Perhaps Alcock wants me to change my conclusion that there were no significant
effects on nonerotic pictures to the conclusion that there were really
really
no significant effects on nonerotic pictures.

In choosing
to test the main hypothesis about erotic pictures in this experiment
with a t test, I was aware that particularly cautious or skeptical
readers might worry about the mathematical assumptions that underlie
this common statistical test. So, I demonstrated that the same result
would be obtained by using an alternative test—called a “nonparametric”
test—that did not rest on those assumptions. I did this throughout
the article, showing in every experiment that the same conclusions are
reached no matter which kind of test is used. These multiple tests were
thus aimed at showing that the same conclusion arises from different
statistical treatments of the same data.
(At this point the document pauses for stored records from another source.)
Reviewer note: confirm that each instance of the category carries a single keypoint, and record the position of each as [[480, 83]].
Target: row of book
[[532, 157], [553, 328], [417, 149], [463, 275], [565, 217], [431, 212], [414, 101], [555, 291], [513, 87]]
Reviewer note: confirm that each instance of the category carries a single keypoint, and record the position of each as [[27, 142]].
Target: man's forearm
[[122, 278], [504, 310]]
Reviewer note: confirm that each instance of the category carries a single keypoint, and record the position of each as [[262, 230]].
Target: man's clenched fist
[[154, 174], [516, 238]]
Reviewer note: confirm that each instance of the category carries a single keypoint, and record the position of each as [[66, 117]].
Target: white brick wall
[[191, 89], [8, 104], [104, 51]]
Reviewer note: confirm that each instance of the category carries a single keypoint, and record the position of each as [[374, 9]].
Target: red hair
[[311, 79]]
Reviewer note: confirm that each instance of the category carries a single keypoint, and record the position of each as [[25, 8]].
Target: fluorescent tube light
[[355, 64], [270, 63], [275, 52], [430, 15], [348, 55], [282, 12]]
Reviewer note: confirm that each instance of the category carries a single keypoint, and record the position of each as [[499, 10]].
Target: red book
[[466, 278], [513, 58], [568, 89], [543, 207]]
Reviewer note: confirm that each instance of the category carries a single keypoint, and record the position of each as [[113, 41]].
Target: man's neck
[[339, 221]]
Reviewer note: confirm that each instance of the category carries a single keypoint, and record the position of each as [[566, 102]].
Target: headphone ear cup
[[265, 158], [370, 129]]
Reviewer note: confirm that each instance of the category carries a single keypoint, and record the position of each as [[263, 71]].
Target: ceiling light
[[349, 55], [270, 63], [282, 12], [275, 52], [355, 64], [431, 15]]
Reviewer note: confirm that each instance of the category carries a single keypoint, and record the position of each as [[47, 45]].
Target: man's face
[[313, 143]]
This is very different from
conducting several exploratory tests on different portions of the data
and then concluding post hoc that one of them showed a significant effect.
We shall now see further evidence that Alcock seems not to understand
the difference.

The Retroactive Priming
Experiments

Two
of my experiments tested retroactive priming, a time-reversed version
of a popular procedure in contemporary cognitive and social psychology.
In a typical (non-psi) priming experiment, participants are asked to
judge as quickly as they can whether a picture is pleasant or unpleasant,
and their reaction time is measured. Just before the picture appears,
a pleasant or unpleasant word (e.g., beautiful, ugly)
is flashed briefly on the screen; this word is called the prime. Individuals
typically respond more quickly when both the prime and the picture are
both pleasant or both unpleasant than when one is pleasant and the other
is unpleasant. In my time-reversed version of the procedure, the prime
did not appear until after participants made their judgments of the
pictures.

Alcock’s
objections to these experiments are that my

    …data analyses are very
    complex, involving two transformations as well as outlier cut-off criteria,
    and without access to the actual data, [it] is difficult to evaluate
    the adequacy of the analysis. However, it is obvious once
    again that multiple comparisons were carried out without any control
    for multiple testing.

With regard
to the complexity of the data analysis, it is true that reaction time
data require specialized treatment, and I adopted the analytic procedures
that are now considered standard for priming studies. The associate
editor and two of the reviewers of my article are experts in priming
studies and major contributors to the priming literature. Had I not
performed the standard analyses of the data, the reviewers would have
required me to do so before they accepted the article. At least one
expert in priming experiments has also argued that one should always
perform several analyses using different transformations and different
cut-off criteria to ensure that the priming effects hold up across these
variations. That is precisely what I did. Unlike Alcock, the reviewers
understand both the statistical treatment of priming data and why the
multiple tests strengthen the conclusions drawn.

Multiple Tests—One More
Time

In two of
my experiments, I was concerned about potential bias or nonrandomness
in the computer's successive left/right placements of the target pictures,
so I presented four different data analyses, each one controlling in
a different ways for possible bias in the randomization process. Again,
Alcock robotically invokes his mantra about multiple tests, failing
to realize that the whole point of multiple tests in these experiments
was to demonstrate in several converging ways that my conclusions were
not compromised by bias in the random placement of target pictures.

Ironically,
one purpose in reporting multiple tests throughout the article was to
counter a charge often made by skeptics who are tempted to explain away
psi data on the grounds of experimenter dishonesty: This is the charge
that an experimenter might have tried out several statistical tests
and then cherry-picked among them to report only the one that worked.
Alas, when dealing with Alcock, no good deed goes unpunished.